Stadt der Götter
Als Tenochtitlan von den `zivilisierten Europäer` verwüsten wurde, schlummerten keine 40 Kilometer davon entfernt gewaltige Kultanlagen, Pyramiden und Tempel in einer Art Dornröschenschlaf vor sich hin.
Rätselhafte Bauwerke lagen unter üppigen bewachsenen Hügelchen, die wie natürliche Erhebungen aussahen. Sie waren den Einheimischen wohlbekannt. Ihren Überlieferungen zufolge waren sie in grauer Vorzeit errichtet worden. Ein heiliger Mythos weiß:
"Während der Nachtzeit, als die Sonne noch nicht schien, als es noch keinen Tag gab, da versammelten sich die Götter an dem Ort, den man Teotihuacan nennt, um über den Menschen zu beraten." Der Polyglott-Reiseführer "Mexiko" bestätigt:
"Die Atzteken fanden hier schon eine verfallene Sakralstätte und nannten sie "Ort der Götter", da sie die gigantischen Bauwerke nur von diesen errichtet vorstellen konnten. Wir wissen nicht, wer Teotihuacan erbaute, wie es ursprünglich hieß, wann und warum es zerstört wurde." Prof. Hans Schindler-Bellamy, Wien, mutmaßt:
"Mir scheint, daß Teotihuacan plötzlich und ohne ersichtlichen Grund verlassen wurde. Ich muß an die Maya denken. Sie bauten glanzvolle Städte und verließen sie zwischen 600 und 900 nach Christus aus unerfindlichen Gründen, um andernorts wieder neu seßhaft zu werden." Maya-Spezialist Rafael Girard:
"Dieser jähe Abbruch aller Arbeiten zu einer Zeit, da sich die Maya-Zivilisation in voller Blüte befand, zeigt, daß ihr Untergang gewaltsamer Art war." Freilich sind keinerlei Spuren gewaltsamer Auseinandersetzungen zu finden: weder in den verlassenen Städten der Vertreter der Maya-Kultur, noch in Teotihuacan. Im Fall von Teotihuacan ist weder bekannt, wann die Stadtanlage verlassen wurde, noch warum, ja wir wissen nicht einmal genau, wann und von wem sie erbaut wurde.
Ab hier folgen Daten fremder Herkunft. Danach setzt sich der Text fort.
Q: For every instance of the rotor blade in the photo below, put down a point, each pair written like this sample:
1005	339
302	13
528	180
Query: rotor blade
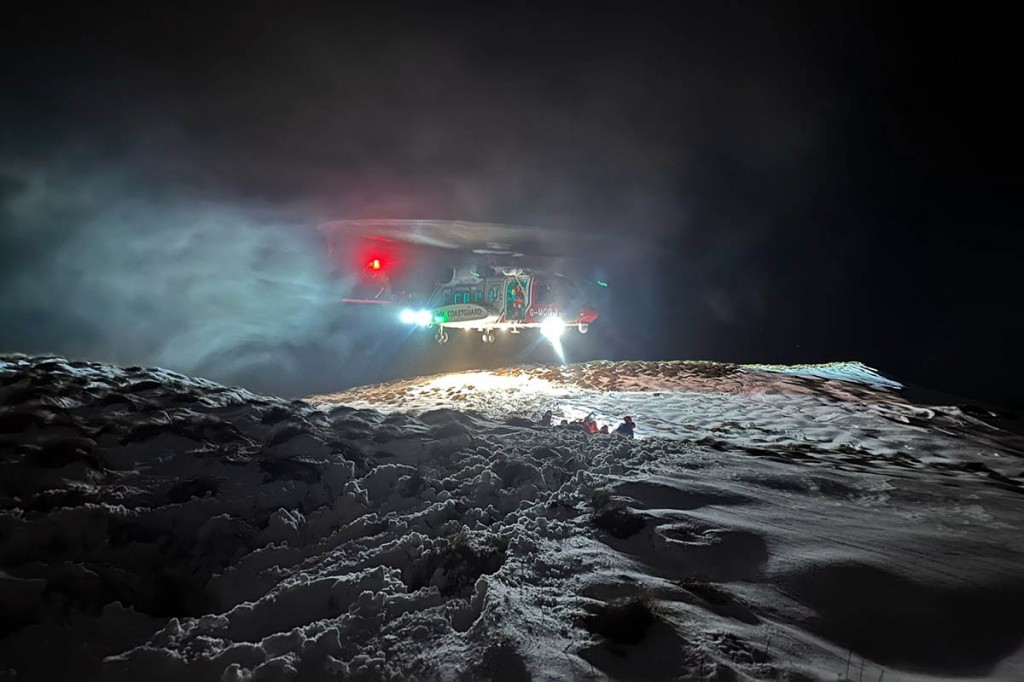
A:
483	238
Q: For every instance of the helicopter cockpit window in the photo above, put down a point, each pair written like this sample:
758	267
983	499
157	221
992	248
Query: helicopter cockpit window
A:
544	293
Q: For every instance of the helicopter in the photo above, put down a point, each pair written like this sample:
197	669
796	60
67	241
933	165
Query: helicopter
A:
497	293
Viele Jahre leitete Laurette Sjeourne als Archäologin die Ausgrabungen von Teotihuacan. Sie schreibt:
" Die Ursprünge dieser Hochkultur stellen das unzulänglichste aller Geheimnisse dar. Es ist schwer, sich vorzustellen, daß der Komplex geistiger Voraussetzungen plötzlich, vollkommen ausgebildet, einfach vorhanden gewesen wäre. Wir haben keinerlei materielle Zeugnisse für diesen erstaunlichen Entwicklungsprozess." Archäologische Untersuchungen wurde 1864 von Ramon Almarez begonnen. Für archäologische Grabungen waren Batres und Desire Charnay zuständig.
1905 versuchte Leopoldo Batres Bauwerke zu rekonstruieren. Spätere Archäologen warfen ihm allerdings vor, mehr zerstört als gerettet zu haben.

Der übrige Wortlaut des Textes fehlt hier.